Pero, con todo y con eso, que me guste o deje de gustarme una escultura, independientemente de si está hecha con bronce o con latas de refrescos, no tiene ninguna trascendencia. Hay mujeres a las que yo les he gustado y nadie las ha insultado por ello, ni tampoco las han acusado de tener el gusto echado a perder. Pero lo que sí es brutalmente llamativo es que se paguen setenta y cuatro millones de euros, ciento cuatro millones en la moneda de Obama, por un simple trozo de bronce, y que quien lo haya hecho no sea consciente de lo que se podría llegar a conseguir con ese dinero en África de haber sido destinado a la ayuda al desarrollo. Con los precios que se manejan en África, por el precio pagado por la escultura de marras (perdón, de Giacometti), se podrían haber construido unas 12.000 viviendas sociales de 80 metros cuadrados y solucionar el problema de alrededor de 84.000 personas que viven donde pueden, o bien 30 hospitales equipados, o más de 500 orfanatos, o veinte mil pozos de agua, o lo que es más grave, se podrían haber alimentado a 250.000 niños en estado de desnutrición durante todo un año para salvarlos de una muerte segura, y así la lista podría ser interminable. Pero aún así, lo más insultante desde el punto de vista del ser humano no es el dinero pagado por la escultura, sino el tiempo que se tardó en que diez personas pujasen por gastar una fortuna en ella, ocho minutos y por teléfono. Si unimos los niños que mueren por hambre y sed con los que mueren por enfermedades que tendrían fácil tratamiento, cada tres segundos muere un niño o una niña. 1..., 2..., 3..., ya está. En esos ocho minutos, mientras los poderosos se peleaban por ver quién daba más por un trozo de hojalata, murieron 160 pequeños totalmente desamparados. ¡Maldita sea!

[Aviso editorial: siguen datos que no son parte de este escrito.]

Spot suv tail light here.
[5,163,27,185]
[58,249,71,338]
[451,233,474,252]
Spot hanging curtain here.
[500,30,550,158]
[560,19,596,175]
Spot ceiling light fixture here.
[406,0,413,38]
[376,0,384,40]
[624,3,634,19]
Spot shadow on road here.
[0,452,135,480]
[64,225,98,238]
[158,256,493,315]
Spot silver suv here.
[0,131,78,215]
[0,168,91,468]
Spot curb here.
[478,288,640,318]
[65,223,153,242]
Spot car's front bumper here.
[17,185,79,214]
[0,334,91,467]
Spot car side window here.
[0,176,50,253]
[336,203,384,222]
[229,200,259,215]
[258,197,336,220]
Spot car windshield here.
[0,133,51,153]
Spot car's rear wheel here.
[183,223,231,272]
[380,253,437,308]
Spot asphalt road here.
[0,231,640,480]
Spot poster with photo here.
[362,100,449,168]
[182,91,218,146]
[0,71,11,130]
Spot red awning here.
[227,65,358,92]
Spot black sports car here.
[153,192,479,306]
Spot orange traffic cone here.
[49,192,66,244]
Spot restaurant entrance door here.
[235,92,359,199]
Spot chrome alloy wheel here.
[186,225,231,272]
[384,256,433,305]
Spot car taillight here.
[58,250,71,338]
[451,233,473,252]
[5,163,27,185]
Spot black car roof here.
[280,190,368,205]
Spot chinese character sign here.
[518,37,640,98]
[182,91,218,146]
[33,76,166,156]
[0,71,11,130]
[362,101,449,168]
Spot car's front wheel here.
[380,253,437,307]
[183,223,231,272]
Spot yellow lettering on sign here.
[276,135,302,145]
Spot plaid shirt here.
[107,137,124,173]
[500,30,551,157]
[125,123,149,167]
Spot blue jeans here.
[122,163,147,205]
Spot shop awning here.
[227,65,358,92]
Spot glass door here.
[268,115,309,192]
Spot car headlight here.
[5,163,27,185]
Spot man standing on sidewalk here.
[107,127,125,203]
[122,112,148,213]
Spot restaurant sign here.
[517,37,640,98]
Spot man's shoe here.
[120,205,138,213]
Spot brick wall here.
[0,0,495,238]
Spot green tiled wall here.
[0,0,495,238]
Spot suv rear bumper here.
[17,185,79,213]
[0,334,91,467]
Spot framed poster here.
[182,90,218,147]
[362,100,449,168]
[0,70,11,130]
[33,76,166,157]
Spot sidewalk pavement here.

Por supuesto, Alberto Giacometti, el artista, no es responsable de nada, si acaso de que sus obras les parezcan geniales al mundo. Pero muy posiblemente, teniendo en cuenta la sensibilidad que se le supone para moldear un trozo de metal y conseguir que éste levante pasiones, estoy casi seguro que, de haber sabido lo que se iba a pagar por su escultura, y siendo consciente de la situación de los más desfavorecidos, la habría titulado 'El hombre que retrocede', porque es eso lo que estamos mostrando en tanto que humanos. No reniego del arte, hubiese preferido ser la escultura de Giacometti, siempre caminando como un nómada, ajeno a la vida e insensible a la muerte, como los que pujaron por ella.